A uma lenda, meu obrigado


Quando mais novo, já com grande admiração pelo futebol argentino, um jogador me chamou atenção. Javier Zanetti era tudo que eu apontava como necessário num lateral. Dosava os momentos certos para atacar, excelente para defender, com muita qualidade no passe e com boa precisão nos cruzamentos. Passei desde ali a tê-lo como referência. Um bom lateral tenderia a ser parecido com aquilo, o quanto mais próximo disso era o ideal. Mesmo em fim de carreira presenciar atuações memoráveis como a da final da Champions League de 2009-2010, onde foi essencial para parar o ataque alemão, me impressionavam. Mas do outro lado estava outro grande nome que sem perceber eu deixava passar como se fosse qualquer um. Porém, foi um gigante.

07/02/2017. Nesta data Phillip Lahm anuncia que se aposentará ao final da temporada, após recém completar 500 jogos pelo Bayern de Munique. Um líder, um vencedor, um símbolo.

Lahm dedicou quase a sua carreira inteira ao Bayern, saindo apenas ao Stuttgart quando jovem. Foi naquele ano de 2010, quando começava a ter um entendimento mais apurado do esporte, que comecei a notar o jogador especial que era o alemão. Ele já era considerado um dos melhores da posição na sua época. Jogava pelos dois lados sem prejuízo algum ao seu desempenho. Sua inteligência, sua consistência na defesa e a qualidade com a bola nos pés me pareciam muito com o que eu imaginava de Zanetti, o lateral que eu tinha como referência.

Porém, sua história não começa em 2010. Muito antes na verdade.
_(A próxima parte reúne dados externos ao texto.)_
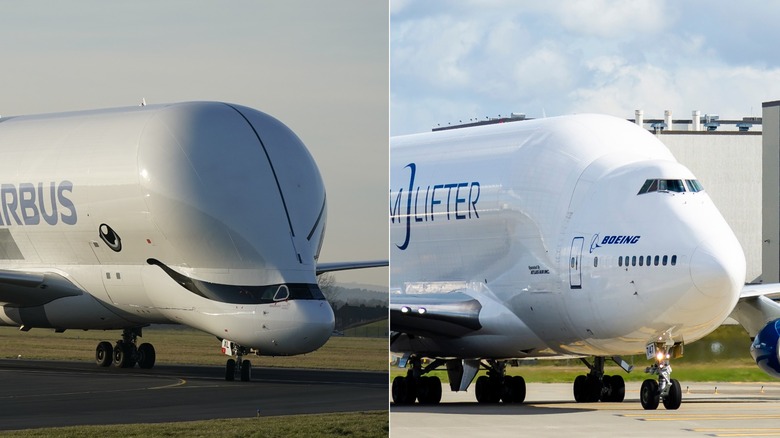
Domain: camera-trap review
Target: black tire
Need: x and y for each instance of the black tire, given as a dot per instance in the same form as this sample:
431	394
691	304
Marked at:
230	370
146	356
514	389
673	400
246	371
104	354
593	389
434	390
648	395
618	389
580	389
423	390
124	355
482	389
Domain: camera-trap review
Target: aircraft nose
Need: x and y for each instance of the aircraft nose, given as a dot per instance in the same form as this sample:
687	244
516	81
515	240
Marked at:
718	268
318	327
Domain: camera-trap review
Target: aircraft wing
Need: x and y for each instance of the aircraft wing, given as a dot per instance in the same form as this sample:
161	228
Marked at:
25	289
450	315
757	306
343	266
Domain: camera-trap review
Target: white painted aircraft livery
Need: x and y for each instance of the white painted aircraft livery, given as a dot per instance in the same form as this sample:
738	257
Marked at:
205	214
575	236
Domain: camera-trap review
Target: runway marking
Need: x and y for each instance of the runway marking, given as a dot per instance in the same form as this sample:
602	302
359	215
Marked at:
700	417
172	385
739	432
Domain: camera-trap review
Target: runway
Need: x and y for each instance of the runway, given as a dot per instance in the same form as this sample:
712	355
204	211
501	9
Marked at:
46	394
736	409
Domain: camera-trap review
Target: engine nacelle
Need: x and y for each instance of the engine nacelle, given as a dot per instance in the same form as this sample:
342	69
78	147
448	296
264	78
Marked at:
765	348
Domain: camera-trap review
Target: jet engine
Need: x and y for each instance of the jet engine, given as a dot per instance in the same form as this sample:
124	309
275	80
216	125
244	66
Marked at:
765	348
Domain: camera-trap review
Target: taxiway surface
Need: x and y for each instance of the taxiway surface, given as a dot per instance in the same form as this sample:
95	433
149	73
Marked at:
45	394
733	409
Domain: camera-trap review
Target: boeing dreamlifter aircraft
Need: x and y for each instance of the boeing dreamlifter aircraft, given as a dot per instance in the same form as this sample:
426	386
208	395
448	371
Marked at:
205	214
571	236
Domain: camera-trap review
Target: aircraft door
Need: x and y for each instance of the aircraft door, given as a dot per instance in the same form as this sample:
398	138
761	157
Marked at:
575	259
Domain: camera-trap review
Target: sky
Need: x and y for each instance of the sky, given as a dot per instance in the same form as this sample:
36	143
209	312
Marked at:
458	60
319	67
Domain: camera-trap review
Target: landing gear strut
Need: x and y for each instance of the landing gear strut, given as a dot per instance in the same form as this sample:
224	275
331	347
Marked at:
665	389
491	388
416	386
598	387
125	354
239	366
497	386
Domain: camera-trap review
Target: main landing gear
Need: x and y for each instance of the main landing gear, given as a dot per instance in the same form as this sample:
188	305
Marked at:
125	354
491	388
238	367
665	389
598	387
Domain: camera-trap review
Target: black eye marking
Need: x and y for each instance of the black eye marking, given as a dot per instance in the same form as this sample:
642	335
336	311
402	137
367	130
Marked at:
110	237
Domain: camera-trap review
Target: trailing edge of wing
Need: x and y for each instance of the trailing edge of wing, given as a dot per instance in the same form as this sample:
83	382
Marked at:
450	315
24	289
343	266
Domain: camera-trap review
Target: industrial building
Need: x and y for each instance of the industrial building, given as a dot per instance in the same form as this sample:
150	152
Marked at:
738	162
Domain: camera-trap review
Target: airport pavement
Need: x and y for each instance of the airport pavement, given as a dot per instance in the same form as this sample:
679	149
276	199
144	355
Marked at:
46	394
733	409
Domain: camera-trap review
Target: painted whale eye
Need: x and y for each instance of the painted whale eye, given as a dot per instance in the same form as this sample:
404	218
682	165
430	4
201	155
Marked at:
110	237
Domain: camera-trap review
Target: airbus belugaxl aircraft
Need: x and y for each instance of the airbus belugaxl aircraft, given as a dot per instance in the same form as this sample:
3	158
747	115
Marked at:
205	214
575	236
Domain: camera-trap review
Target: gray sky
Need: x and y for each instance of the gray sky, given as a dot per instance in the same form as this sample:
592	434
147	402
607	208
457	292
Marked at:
319	67
454	61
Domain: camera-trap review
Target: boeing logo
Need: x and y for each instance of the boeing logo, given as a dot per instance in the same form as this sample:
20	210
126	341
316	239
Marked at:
28	203
612	240
445	201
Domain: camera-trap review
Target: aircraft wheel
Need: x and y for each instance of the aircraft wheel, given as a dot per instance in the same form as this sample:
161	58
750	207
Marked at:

Em 2004 já jogava na seleção, tanto que chegou a ser eleito o segundo melhor alemão do ano. Em 2006, fazia o primeiro gol da seleção alemã que jogava diante de sua torcida. Seleção de nomes como Schweinsteiger, Klose, Mertesacker, Podolski, que teriam sua glória no futuro, cairia para a campeã Itália. Em 2010, ao lado de outros como Neuer, Boateng, Khedira, Ozil e Muller cairia novamente para os futuros campeões, os espanhóis, na sua mais brilhante geração. 2014 seria a consagração de todos esses. A seleção alemã, venceu a copa de forma incontestável. Goleada histórica na seleção brasileira que jogava em casa e vitória na final sobre a forte seleção argentina de Lionel Messi. Consagração de toda uma grande geração, mas talvez ninguém merecesse mais que o lateral que se exibiu em nível exemplar na competição mais importante do futebol mundial nas três vezes que a disputou. Lahm pôs fim a sua história na seleção na melhor forma possível, como consagrado capitão que levantaria a taça.
Pela seleção, encerrou da melhor forma possível.

Nesses longos hiatos de tempo entre uma copa e outra, o nível era o mesmo. Por um bom tempo, não era exagero algum perguntar quem era o melhor lateral esquerdo ou direito do mundo e ouvir a mesma resposta: Phillip Lahm. Com muita dificuldade talvez você até encontrasse algum lateral que marcasse melhor. Contando nos dedos citaria nomes melhores no apoio. Mas simplesmente não havia quem fizesse as duas coisas com tamanha eficiência. Mesmo em momentos mais difíceis, ou na arrasadora equipe de Juup Heynckes, o nível do defensor era altíssimo. Com o genial Pep Guardiola, passou para o meio, ainda funcionando em alto nível, com Lahm ajudando a ditar o ritmo de jogo e ajustando o sistema defensivo. O super vitorioso treinador espanhol (de frases por vezes exageradas é verdade) chegou a declarar que Lahm foi o jogador mais inteligente que já tinha treinado. Provável exagero de quem antes tinha trabalhado com nomes como Xavi, Henry, Messi e Iniesta, porém, isso pouco importa, sua noção de posicionamento, tomada de decisão para avançar nos momentos certos e a concentração e frieza típica dos jogadores alemães ajudaram a tornar o jogador de apenas 1,70m num gigante.

Com 24 títulos (lista que pode até o final da temporada aumentar), o capitão de um dos maiores times do mundo deixará o futebol. Segundo o próprio, não pretende ser treinador e não tão cedo ser dirigente. Aos 33 anos, alguns podem dizer que ainda poderia ter mais a entregar e provavelmente estarão certos, mas o jogador resolveu não manchar sua imagem com uma possível decadência acentuada no seu futebol, ou jogar em equipes de menor nível, apenas por dinheiro.

Para aqueles que recentemente passaram a acompanhar e puderam ver o que ele era capaz de jogar pela lateral, eu vos digo: tenham esse cara como referência. Como para mim foi Zanetti. Um agradecimento sincero de um fã a Phillip Lahm, um lateral direito, esquerdo ou volante. Mais que isso, uma lenda.